# removal of Gammarus



## Pseuro (Aug 23, 2004)

Hello.

my 33 gallon long has a dense carpet of hairgrass, however i have some Gammarus that have been living inside the grass. Each time i try to catch them, they hide inside the gravel so i cant get to them.

They are eating my grass, and are growing in numbers. Thats why i want to get rid of them.

My tank has cardinal tetras, amano shrimp and cherry shrimps, so i cant throw a cichlid inside to eat the Gammarus.

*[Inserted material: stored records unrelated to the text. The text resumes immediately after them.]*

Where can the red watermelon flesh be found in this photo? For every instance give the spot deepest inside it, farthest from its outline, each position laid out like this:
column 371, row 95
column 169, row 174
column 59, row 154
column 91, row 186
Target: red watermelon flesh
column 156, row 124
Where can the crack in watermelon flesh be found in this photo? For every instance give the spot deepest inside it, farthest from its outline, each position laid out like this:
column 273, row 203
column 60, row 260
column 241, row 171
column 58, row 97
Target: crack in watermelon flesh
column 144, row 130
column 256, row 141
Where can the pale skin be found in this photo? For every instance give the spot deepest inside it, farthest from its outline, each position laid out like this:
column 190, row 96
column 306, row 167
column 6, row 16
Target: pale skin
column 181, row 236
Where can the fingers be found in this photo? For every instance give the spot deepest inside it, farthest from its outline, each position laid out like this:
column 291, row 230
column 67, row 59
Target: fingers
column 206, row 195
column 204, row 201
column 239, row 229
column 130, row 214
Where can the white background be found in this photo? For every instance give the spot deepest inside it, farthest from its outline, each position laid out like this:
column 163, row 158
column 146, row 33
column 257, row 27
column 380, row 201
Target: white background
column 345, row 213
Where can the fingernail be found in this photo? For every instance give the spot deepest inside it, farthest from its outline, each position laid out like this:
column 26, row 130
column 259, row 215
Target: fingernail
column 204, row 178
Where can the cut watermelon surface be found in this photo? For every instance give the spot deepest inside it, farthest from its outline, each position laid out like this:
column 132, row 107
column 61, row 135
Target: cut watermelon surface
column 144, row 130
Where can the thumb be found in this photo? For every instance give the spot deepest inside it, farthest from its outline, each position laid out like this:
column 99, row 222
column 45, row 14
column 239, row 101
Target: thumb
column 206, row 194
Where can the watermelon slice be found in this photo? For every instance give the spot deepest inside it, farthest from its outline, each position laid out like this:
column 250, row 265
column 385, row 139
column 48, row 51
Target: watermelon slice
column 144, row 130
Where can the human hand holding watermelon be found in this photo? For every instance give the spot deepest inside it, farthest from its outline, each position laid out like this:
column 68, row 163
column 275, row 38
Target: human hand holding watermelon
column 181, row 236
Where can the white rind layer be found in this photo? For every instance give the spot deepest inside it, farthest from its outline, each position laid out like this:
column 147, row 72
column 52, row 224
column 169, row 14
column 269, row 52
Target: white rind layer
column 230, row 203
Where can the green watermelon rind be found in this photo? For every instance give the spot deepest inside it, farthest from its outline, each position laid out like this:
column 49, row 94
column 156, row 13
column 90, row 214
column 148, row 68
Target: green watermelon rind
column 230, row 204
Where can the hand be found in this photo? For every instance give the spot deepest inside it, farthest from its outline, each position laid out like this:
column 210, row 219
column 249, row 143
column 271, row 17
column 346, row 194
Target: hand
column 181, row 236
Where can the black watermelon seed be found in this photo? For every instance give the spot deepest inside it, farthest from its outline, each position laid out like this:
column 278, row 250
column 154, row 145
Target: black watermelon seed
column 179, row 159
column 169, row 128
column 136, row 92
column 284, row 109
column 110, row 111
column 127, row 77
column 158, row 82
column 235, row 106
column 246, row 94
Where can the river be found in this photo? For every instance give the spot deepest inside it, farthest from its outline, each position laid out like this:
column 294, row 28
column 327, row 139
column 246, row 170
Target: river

Does anyone have any ideas how i can get rid of these little guys without having to tear my tank down as i dont want to start over since this tank is looking quite good.

Thanks


----------



## pineapple (May 4, 2004)

Are they eating older leaves? More likely, they are eating the detritus which ends up filtering down between the leaves of Eleocharis sp. If you give the 'carpet' a good vacuum, you will remove the food source and a few of the amphipods as well.

Andrew Cribb


----------



## Urkevitz (Oct 26, 2004)

Yeah starve them :twisted:


----------



## HeyPK (Jan 23, 2004)

A betta or two might take care of the Gammarus. I got rid of some Gammarus once using a betta. I put in the Gammarus to get rid of hair algae, but the Gammarus didn't stop after the hair algae was gone. I don't know if a betta would go after your shrimp. Cherry shrimp are kind of little, aren't they. That might not be so good. The bettas should not be any threat to the tetras.


----------